La période qui s’ouvre en 1880 et s’achève vers 1968 est, malgré sa durée, d’une incontestable unité. L’institution scolaire se situe alors au cœur de l’identité française : l’école primaire laïque, gratuite et obligatoire, résume à elle seule une sorte d’idéal français d’acculturation complète.

Les enseignants jouent un rôle national considérable : « les hussards noirs » s’efforcent d’achever la Révolution commencée en 1789 en diffusant largement les valeurs des Lumières ; les professeurs des lycées entretiennent dans la bourgeoisie française un idéal de culture générale désintéressée qui résume souvent, au-delà des frontières, la culture française ; enfin, de l’affaire Dreyfus à la Résistance et à la décolonisation, les universitaires apparaissent souvent comme la conscience morale d’une nation qui, pour ne pas faillir à sa mission historique, se doit d’être gouvernée par l’intelligence.

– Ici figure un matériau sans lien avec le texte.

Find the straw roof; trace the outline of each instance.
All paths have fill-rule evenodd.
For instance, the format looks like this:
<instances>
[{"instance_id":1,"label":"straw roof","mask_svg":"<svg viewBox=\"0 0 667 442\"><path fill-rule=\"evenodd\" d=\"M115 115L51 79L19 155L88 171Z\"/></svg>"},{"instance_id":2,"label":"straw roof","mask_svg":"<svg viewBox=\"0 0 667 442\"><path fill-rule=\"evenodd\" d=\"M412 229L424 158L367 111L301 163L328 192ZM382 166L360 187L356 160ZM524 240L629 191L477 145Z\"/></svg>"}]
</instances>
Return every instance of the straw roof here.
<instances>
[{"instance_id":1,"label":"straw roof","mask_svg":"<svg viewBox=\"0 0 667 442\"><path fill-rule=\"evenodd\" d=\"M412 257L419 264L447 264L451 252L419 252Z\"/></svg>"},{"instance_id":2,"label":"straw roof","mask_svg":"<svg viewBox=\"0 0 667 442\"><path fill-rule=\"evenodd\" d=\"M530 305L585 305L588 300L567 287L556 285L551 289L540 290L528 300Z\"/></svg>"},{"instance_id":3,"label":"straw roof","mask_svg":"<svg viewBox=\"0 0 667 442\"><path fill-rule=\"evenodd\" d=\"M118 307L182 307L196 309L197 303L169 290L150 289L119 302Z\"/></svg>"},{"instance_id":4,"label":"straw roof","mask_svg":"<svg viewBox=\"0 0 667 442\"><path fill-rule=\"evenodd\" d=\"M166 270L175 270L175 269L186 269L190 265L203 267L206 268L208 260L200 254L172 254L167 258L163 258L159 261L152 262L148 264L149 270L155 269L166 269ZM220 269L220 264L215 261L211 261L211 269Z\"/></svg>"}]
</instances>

Par ailleurs, l’image de l’enseignement est incontestablement positive dans l’opinion : d’une façon générale, la confiance en l’École est forte ; le métier attire à lui les meilleurs élèves des classes moyennes et populaires ; le rôle social des maîtres, débordant largement la salle de classe, s’étend à la gestion concrète des affaires communales, à la vie politique locale ou nationale, au journalisme et à la création littéraire.

Cependant l’École triomphante est travaillée de très vives tensions. Les contenus et les méthodes ne font pas l’unanimité, surtout à mesure que le temps passe. Prise dans son ensemble, l’œuvre est positive : rapprochement culturel des sexes, relative démocratisation des savoirs, enracinement du sentiment républicain – qui protège la France, jusqu’à l’Occupation, de la déferlante totalitaire du XXe siècle.